Calculation of water head loss in the pipeline is very simple. In the head loss calculation example, we will consider in detail the calculation options. For hydraulic calculation of the pipeline, you can use the hydraulic calculator of the pipeline. From school physics lessons it is clear that the water flowing through the pipes, in any case, experiences resistance. The magnitude of this resistance depends on the flow velocity, the diameter of the pipe and the smoothness of its internal surface. The lower the resistance, the lower the flow speed and the greater the diameter and smoothness of the pipe. All these are taken into account while making head loss calculations.

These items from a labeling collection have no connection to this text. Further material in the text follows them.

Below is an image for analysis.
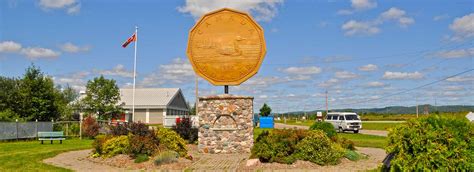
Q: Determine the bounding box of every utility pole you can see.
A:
[326,90,329,115]
[194,75,199,116]
[415,96,418,118]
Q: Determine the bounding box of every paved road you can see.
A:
[275,123,388,137]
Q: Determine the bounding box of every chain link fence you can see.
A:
[0,122,53,140]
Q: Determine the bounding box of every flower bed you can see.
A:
[251,125,359,165]
[92,123,192,166]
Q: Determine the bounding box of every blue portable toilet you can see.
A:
[260,115,274,128]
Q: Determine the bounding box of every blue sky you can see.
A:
[0,0,474,112]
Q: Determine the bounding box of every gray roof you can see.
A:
[120,88,181,107]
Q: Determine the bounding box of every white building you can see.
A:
[120,88,190,124]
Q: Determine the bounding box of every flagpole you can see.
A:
[132,26,138,122]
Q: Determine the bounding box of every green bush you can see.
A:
[252,129,307,164]
[295,130,345,165]
[102,136,130,157]
[128,134,160,157]
[133,154,150,163]
[331,135,355,150]
[155,151,179,165]
[309,122,336,138]
[92,135,111,155]
[156,128,188,157]
[344,150,363,161]
[386,116,474,171]
[82,116,100,138]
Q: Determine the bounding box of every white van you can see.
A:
[325,112,362,133]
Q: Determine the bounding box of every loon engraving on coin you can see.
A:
[187,8,266,85]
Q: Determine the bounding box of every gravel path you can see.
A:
[275,123,388,137]
[43,149,127,172]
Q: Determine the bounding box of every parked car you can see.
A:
[325,112,362,133]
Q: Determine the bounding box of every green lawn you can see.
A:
[338,133,387,149]
[362,122,403,130]
[276,120,403,130]
[253,128,387,149]
[0,139,92,171]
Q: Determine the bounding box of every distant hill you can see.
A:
[278,105,474,115]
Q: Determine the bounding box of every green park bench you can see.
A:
[38,131,66,144]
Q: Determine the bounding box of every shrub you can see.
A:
[331,135,355,150]
[155,151,179,165]
[128,122,154,136]
[173,118,198,143]
[309,122,336,138]
[133,154,150,163]
[386,116,474,171]
[252,129,307,164]
[102,136,130,157]
[156,128,188,157]
[82,115,100,138]
[344,150,363,161]
[295,130,345,165]
[128,134,160,157]
[92,135,110,155]
[109,123,129,136]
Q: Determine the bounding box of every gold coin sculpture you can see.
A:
[186,8,266,85]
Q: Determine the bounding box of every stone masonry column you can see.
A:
[197,94,253,154]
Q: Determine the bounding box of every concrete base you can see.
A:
[198,94,253,153]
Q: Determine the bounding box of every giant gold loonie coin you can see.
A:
[187,8,266,85]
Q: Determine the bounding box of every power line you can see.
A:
[339,68,474,105]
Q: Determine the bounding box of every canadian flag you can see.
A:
[122,33,137,48]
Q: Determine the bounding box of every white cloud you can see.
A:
[446,76,474,82]
[140,57,195,87]
[435,48,474,59]
[382,71,424,80]
[280,66,321,75]
[60,42,90,53]
[334,71,359,79]
[178,0,283,21]
[53,71,91,91]
[359,64,378,72]
[21,47,61,60]
[341,20,380,36]
[449,13,474,41]
[319,78,340,87]
[433,14,449,21]
[94,64,133,78]
[337,0,377,15]
[67,4,81,14]
[366,81,386,88]
[443,85,465,91]
[341,7,415,36]
[323,56,352,62]
[39,0,81,14]
[378,7,415,27]
[351,0,377,10]
[0,41,21,53]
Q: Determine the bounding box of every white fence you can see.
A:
[0,122,53,140]
[163,115,199,128]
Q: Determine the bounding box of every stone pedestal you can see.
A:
[198,94,253,153]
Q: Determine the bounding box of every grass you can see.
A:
[362,122,403,130]
[147,124,163,128]
[338,133,387,149]
[276,120,402,130]
[253,128,387,149]
[0,139,92,171]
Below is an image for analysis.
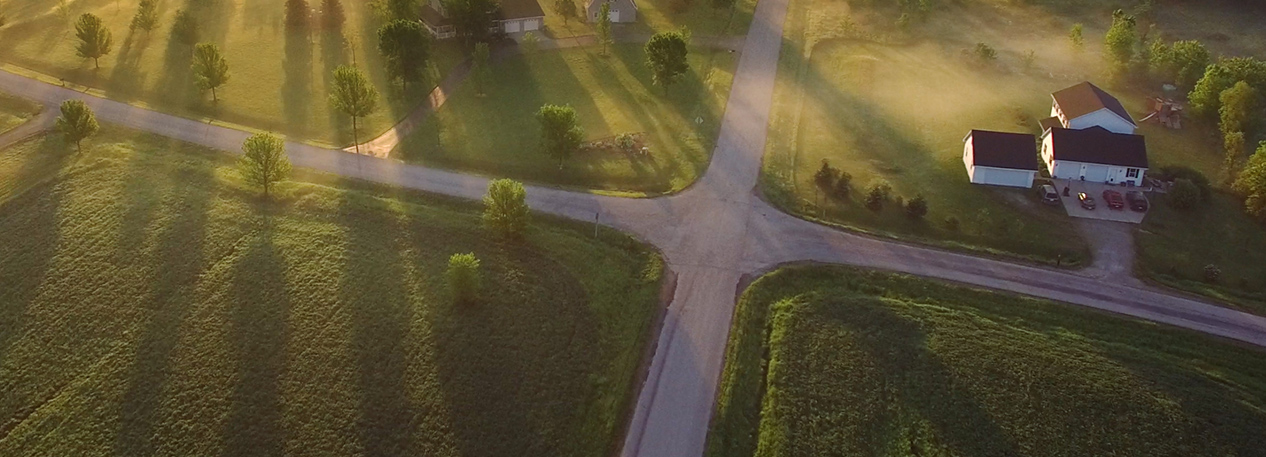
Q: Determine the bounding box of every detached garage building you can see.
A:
[1042,127,1147,186]
[962,130,1037,189]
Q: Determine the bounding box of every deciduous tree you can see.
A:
[75,13,114,68]
[57,100,99,152]
[194,43,229,101]
[329,65,379,153]
[238,133,290,196]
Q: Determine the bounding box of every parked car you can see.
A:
[1104,189,1125,209]
[1125,190,1147,213]
[1038,184,1060,205]
[1077,192,1095,210]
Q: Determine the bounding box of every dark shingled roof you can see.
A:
[1050,127,1147,168]
[967,130,1037,170]
[1051,82,1138,125]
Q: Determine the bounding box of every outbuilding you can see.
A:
[962,130,1037,189]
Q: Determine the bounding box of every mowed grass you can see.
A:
[0,92,39,134]
[0,127,661,456]
[0,0,463,144]
[706,267,1266,457]
[391,44,737,194]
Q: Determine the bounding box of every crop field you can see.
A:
[0,0,463,144]
[391,43,737,194]
[706,267,1266,457]
[0,125,661,456]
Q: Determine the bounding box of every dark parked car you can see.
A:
[1104,189,1125,209]
[1077,192,1095,209]
[1125,190,1147,213]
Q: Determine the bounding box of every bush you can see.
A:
[444,253,480,303]
[1166,177,1200,210]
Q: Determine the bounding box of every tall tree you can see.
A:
[379,19,430,90]
[194,43,229,101]
[329,65,379,153]
[646,32,690,86]
[129,0,158,33]
[555,0,580,25]
[598,1,611,56]
[75,13,114,68]
[537,105,585,168]
[238,133,290,196]
[57,100,99,152]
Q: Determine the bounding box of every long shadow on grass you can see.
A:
[115,141,214,456]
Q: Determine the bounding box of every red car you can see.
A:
[1104,189,1125,209]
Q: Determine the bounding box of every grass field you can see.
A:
[0,127,661,456]
[706,267,1266,457]
[392,43,737,194]
[0,0,462,144]
[0,92,39,134]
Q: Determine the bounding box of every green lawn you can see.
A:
[0,0,462,144]
[0,92,39,134]
[0,127,661,456]
[706,267,1266,457]
[392,44,737,194]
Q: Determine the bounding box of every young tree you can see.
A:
[484,178,529,238]
[537,104,585,168]
[171,10,201,46]
[57,100,99,152]
[596,1,611,56]
[444,252,481,303]
[238,133,290,196]
[646,32,690,87]
[75,13,114,68]
[379,19,430,90]
[194,43,229,101]
[329,65,379,153]
[129,0,158,33]
[555,0,580,25]
[471,43,492,95]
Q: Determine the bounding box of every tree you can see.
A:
[57,100,99,152]
[129,0,158,33]
[75,13,114,68]
[171,10,201,46]
[555,0,580,25]
[320,0,346,30]
[194,43,229,101]
[444,252,481,303]
[329,65,379,153]
[286,0,308,28]
[471,43,492,95]
[1166,177,1200,210]
[379,19,430,90]
[905,194,928,220]
[484,178,529,238]
[646,32,690,86]
[598,1,611,56]
[1232,142,1266,218]
[537,104,585,168]
[238,133,290,196]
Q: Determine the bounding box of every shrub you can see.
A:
[444,253,480,303]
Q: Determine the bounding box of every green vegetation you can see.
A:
[706,267,1266,457]
[391,43,736,194]
[0,127,661,456]
[0,0,465,146]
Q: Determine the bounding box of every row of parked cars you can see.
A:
[1041,185,1147,213]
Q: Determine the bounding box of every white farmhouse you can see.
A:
[1041,82,1138,134]
[962,130,1037,189]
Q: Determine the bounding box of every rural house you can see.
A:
[585,0,637,24]
[422,0,546,39]
[1041,82,1138,134]
[962,130,1037,189]
[1042,125,1147,186]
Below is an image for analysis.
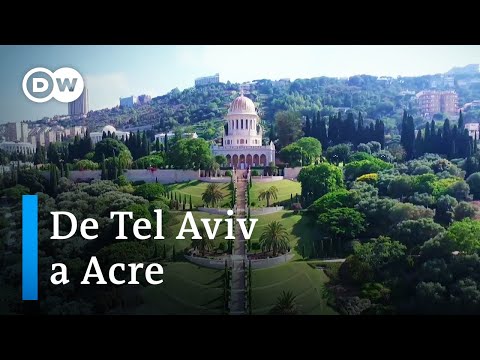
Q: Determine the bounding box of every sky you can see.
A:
[0,45,480,123]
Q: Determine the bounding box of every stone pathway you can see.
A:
[229,170,247,315]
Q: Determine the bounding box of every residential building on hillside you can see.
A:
[68,86,88,117]
[195,73,220,87]
[120,95,138,107]
[155,131,198,141]
[416,90,458,118]
[465,123,480,139]
[5,121,28,142]
[90,125,130,144]
[0,141,37,154]
[137,95,152,105]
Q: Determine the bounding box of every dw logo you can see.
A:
[22,67,84,103]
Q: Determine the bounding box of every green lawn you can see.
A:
[164,210,318,257]
[251,210,318,257]
[136,262,223,315]
[252,262,336,315]
[250,180,302,207]
[164,211,227,253]
[167,180,232,209]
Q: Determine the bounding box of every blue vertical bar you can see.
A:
[22,195,38,300]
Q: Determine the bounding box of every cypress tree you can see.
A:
[317,119,328,148]
[328,116,338,146]
[400,110,408,149]
[451,124,461,158]
[100,154,108,180]
[402,112,415,160]
[310,113,320,140]
[336,110,346,144]
[423,122,432,153]
[357,111,365,145]
[304,115,312,136]
[344,112,358,144]
[415,130,424,157]
[434,129,444,154]
[442,118,452,158]
[374,119,385,149]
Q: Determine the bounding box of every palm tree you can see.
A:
[258,186,278,207]
[192,227,215,256]
[202,183,223,207]
[260,221,289,256]
[270,290,299,315]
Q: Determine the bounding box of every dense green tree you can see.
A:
[392,218,445,249]
[260,221,290,257]
[202,183,223,207]
[270,290,299,315]
[354,236,406,272]
[132,153,165,169]
[317,208,365,248]
[275,111,303,147]
[447,219,480,254]
[192,227,215,256]
[258,185,278,207]
[74,159,99,170]
[453,201,477,221]
[280,143,308,167]
[467,172,480,200]
[309,189,357,214]
[345,158,393,180]
[133,183,165,201]
[435,195,458,226]
[168,138,213,170]
[326,144,350,165]
[294,137,322,165]
[298,163,344,203]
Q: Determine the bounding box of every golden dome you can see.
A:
[228,94,257,115]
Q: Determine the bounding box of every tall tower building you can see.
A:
[5,121,28,142]
[68,86,88,116]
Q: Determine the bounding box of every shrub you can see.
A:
[292,203,302,213]
[356,173,378,185]
[218,241,228,252]
[357,143,372,154]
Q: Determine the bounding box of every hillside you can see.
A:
[47,74,480,139]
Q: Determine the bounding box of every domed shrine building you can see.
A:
[212,93,275,169]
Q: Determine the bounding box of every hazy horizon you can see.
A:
[0,45,480,123]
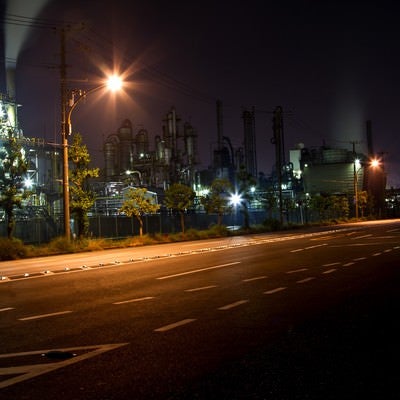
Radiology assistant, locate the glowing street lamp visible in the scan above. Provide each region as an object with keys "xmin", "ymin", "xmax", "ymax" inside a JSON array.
[
  {"xmin": 229, "ymin": 193, "xmax": 242, "ymax": 207},
  {"xmin": 229, "ymin": 192, "xmax": 242, "ymax": 229},
  {"xmin": 370, "ymin": 158, "xmax": 381, "ymax": 168},
  {"xmin": 61, "ymin": 75, "xmax": 122, "ymax": 240}
]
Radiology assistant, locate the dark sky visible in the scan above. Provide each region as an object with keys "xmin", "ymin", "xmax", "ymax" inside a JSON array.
[{"xmin": 4, "ymin": 0, "xmax": 400, "ymax": 187}]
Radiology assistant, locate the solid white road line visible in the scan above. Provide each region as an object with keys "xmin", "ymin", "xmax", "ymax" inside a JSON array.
[
  {"xmin": 286, "ymin": 268, "xmax": 307, "ymax": 274},
  {"xmin": 157, "ymin": 261, "xmax": 240, "ymax": 280},
  {"xmin": 113, "ymin": 296, "xmax": 154, "ymax": 305},
  {"xmin": 154, "ymin": 318, "xmax": 196, "ymax": 332},
  {"xmin": 264, "ymin": 286, "xmax": 287, "ymax": 294},
  {"xmin": 243, "ymin": 275, "xmax": 267, "ymax": 282},
  {"xmin": 322, "ymin": 268, "xmax": 336, "ymax": 274},
  {"xmin": 18, "ymin": 311, "xmax": 72, "ymax": 321},
  {"xmin": 218, "ymin": 300, "xmax": 249, "ymax": 311},
  {"xmin": 296, "ymin": 276, "xmax": 315, "ymax": 283},
  {"xmin": 0, "ymin": 307, "xmax": 15, "ymax": 312}
]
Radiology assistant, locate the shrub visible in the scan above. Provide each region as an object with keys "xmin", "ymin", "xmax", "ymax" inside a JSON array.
[{"xmin": 0, "ymin": 238, "xmax": 29, "ymax": 261}]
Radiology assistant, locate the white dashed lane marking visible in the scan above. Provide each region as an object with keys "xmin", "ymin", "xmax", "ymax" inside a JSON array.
[
  {"xmin": 296, "ymin": 276, "xmax": 315, "ymax": 283},
  {"xmin": 113, "ymin": 296, "xmax": 154, "ymax": 305},
  {"xmin": 154, "ymin": 318, "xmax": 196, "ymax": 332},
  {"xmin": 185, "ymin": 285, "xmax": 218, "ymax": 292},
  {"xmin": 218, "ymin": 300, "xmax": 249, "ymax": 311},
  {"xmin": 264, "ymin": 286, "xmax": 287, "ymax": 294},
  {"xmin": 243, "ymin": 275, "xmax": 267, "ymax": 282},
  {"xmin": 157, "ymin": 261, "xmax": 240, "ymax": 280},
  {"xmin": 286, "ymin": 268, "xmax": 307, "ymax": 274},
  {"xmin": 323, "ymin": 268, "xmax": 336, "ymax": 274},
  {"xmin": 18, "ymin": 311, "xmax": 72, "ymax": 321}
]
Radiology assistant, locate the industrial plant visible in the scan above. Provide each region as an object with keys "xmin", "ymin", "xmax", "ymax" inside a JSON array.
[{"xmin": 0, "ymin": 10, "xmax": 398, "ymax": 242}]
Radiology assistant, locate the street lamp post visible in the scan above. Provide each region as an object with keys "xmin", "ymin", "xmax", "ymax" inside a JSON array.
[
  {"xmin": 61, "ymin": 76, "xmax": 122, "ymax": 240},
  {"xmin": 353, "ymin": 158, "xmax": 362, "ymax": 219}
]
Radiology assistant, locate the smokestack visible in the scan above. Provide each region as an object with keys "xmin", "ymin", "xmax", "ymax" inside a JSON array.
[
  {"xmin": 217, "ymin": 100, "xmax": 223, "ymax": 150},
  {"xmin": 367, "ymin": 120, "xmax": 374, "ymax": 156},
  {"xmin": 6, "ymin": 63, "xmax": 16, "ymax": 99}
]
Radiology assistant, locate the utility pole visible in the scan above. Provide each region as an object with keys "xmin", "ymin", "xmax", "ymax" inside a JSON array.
[
  {"xmin": 350, "ymin": 141, "xmax": 360, "ymax": 219},
  {"xmin": 271, "ymin": 106, "xmax": 285, "ymax": 226},
  {"xmin": 60, "ymin": 28, "xmax": 71, "ymax": 241}
]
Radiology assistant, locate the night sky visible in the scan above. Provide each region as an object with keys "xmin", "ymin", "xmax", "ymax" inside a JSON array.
[{"xmin": 0, "ymin": 0, "xmax": 400, "ymax": 187}]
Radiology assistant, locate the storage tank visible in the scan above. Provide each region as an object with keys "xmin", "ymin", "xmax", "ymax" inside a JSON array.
[
  {"xmin": 117, "ymin": 119, "xmax": 133, "ymax": 173},
  {"xmin": 103, "ymin": 140, "xmax": 117, "ymax": 179},
  {"xmin": 135, "ymin": 129, "xmax": 149, "ymax": 156},
  {"xmin": 322, "ymin": 149, "xmax": 347, "ymax": 164},
  {"xmin": 155, "ymin": 135, "xmax": 165, "ymax": 162}
]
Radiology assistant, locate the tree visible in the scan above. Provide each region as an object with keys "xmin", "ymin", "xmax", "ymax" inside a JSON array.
[
  {"xmin": 200, "ymin": 178, "xmax": 233, "ymax": 225},
  {"xmin": 0, "ymin": 130, "xmax": 30, "ymax": 239},
  {"xmin": 68, "ymin": 133, "xmax": 99, "ymax": 239},
  {"xmin": 164, "ymin": 183, "xmax": 196, "ymax": 233},
  {"xmin": 119, "ymin": 188, "xmax": 160, "ymax": 236}
]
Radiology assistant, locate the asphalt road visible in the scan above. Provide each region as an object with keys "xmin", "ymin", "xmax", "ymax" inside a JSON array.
[{"xmin": 0, "ymin": 220, "xmax": 400, "ymax": 400}]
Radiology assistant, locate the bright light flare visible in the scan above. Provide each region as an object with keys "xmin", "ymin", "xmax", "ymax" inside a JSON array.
[
  {"xmin": 371, "ymin": 158, "xmax": 381, "ymax": 168},
  {"xmin": 107, "ymin": 75, "xmax": 122, "ymax": 92},
  {"xmin": 229, "ymin": 193, "xmax": 242, "ymax": 206}
]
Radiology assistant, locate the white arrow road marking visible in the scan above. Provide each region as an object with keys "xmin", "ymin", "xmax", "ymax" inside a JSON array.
[{"xmin": 0, "ymin": 343, "xmax": 129, "ymax": 389}]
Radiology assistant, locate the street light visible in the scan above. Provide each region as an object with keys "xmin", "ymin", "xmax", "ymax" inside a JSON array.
[
  {"xmin": 353, "ymin": 158, "xmax": 361, "ymax": 219},
  {"xmin": 229, "ymin": 192, "xmax": 243, "ymax": 229},
  {"xmin": 61, "ymin": 75, "xmax": 122, "ymax": 240}
]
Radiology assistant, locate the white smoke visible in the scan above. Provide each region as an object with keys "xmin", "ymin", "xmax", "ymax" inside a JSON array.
[{"xmin": 4, "ymin": 0, "xmax": 48, "ymax": 98}]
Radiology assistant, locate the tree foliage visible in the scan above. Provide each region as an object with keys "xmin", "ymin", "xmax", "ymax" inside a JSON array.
[
  {"xmin": 119, "ymin": 188, "xmax": 160, "ymax": 236},
  {"xmin": 310, "ymin": 195, "xmax": 350, "ymax": 221},
  {"xmin": 164, "ymin": 183, "xmax": 196, "ymax": 233},
  {"xmin": 200, "ymin": 178, "xmax": 233, "ymax": 225},
  {"xmin": 0, "ymin": 130, "xmax": 30, "ymax": 238},
  {"xmin": 68, "ymin": 133, "xmax": 99, "ymax": 239}
]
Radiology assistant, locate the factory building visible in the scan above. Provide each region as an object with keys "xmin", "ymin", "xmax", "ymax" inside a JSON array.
[{"xmin": 103, "ymin": 108, "xmax": 199, "ymax": 189}]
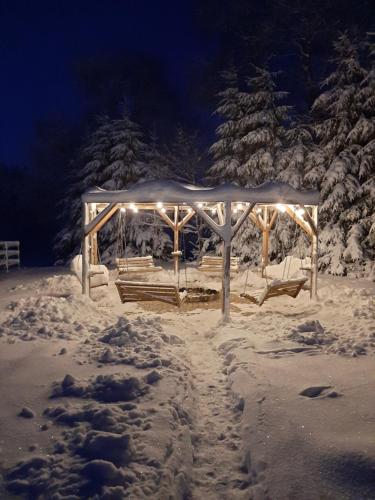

The head loss calculation example presented here can help you with your own assignment. The sample was made by an expert in engineering. Each writer’s experience in the field helps to deal with such tasks easily. However, you can find samples for other disciplines on our blog as well. Well, let’s start the calculation!

## Head Loss Calculation

In this guide we will perform m head loss calculations, solve flow rate problems, generate system curves, and find the design point for a system and pump for pipe flow analysis.

**Solution:**

**(Part 2)**

*Minor Losses*

Minor losses are caused by elbows, valves, and other components that disrupt the fully-developed flow through the pipe. “Minor Loss” is a misnomer because in many practical systems, elbows, valves, and other components can account for a significant fraction of the head loss. Minor losses must be included in the head loss term in the energy equation. For most pipe runs there will be multiple minor loss elements connected by sections of straight pipe. The total loss can be represented by:

where hL pipe is the viscous loss in a straight section of pipe and hL,minor is a minor loss due to a fitting or other element. Note that the hL,pipe contributions are usually computed by assuming that the flow in the pipe section is fully developed. The empirical model for an individual minor loss is:

where KL is a loss coefficient.

**Solve the Colebrook Equation using Matlab**

Equation (7) cannot be solved analytically for f when ε/D and Re are given. However, if Equation (7) is rearranged as:

a numerical root-finding procedure can be used to find the f that makes F(f) = 0 when ε/D and Re are known.

The moody function finds the friction factor from the formulas used to create the Moody chart.

The myMoody function uses the moody function to create a simplified version of the Moody chart.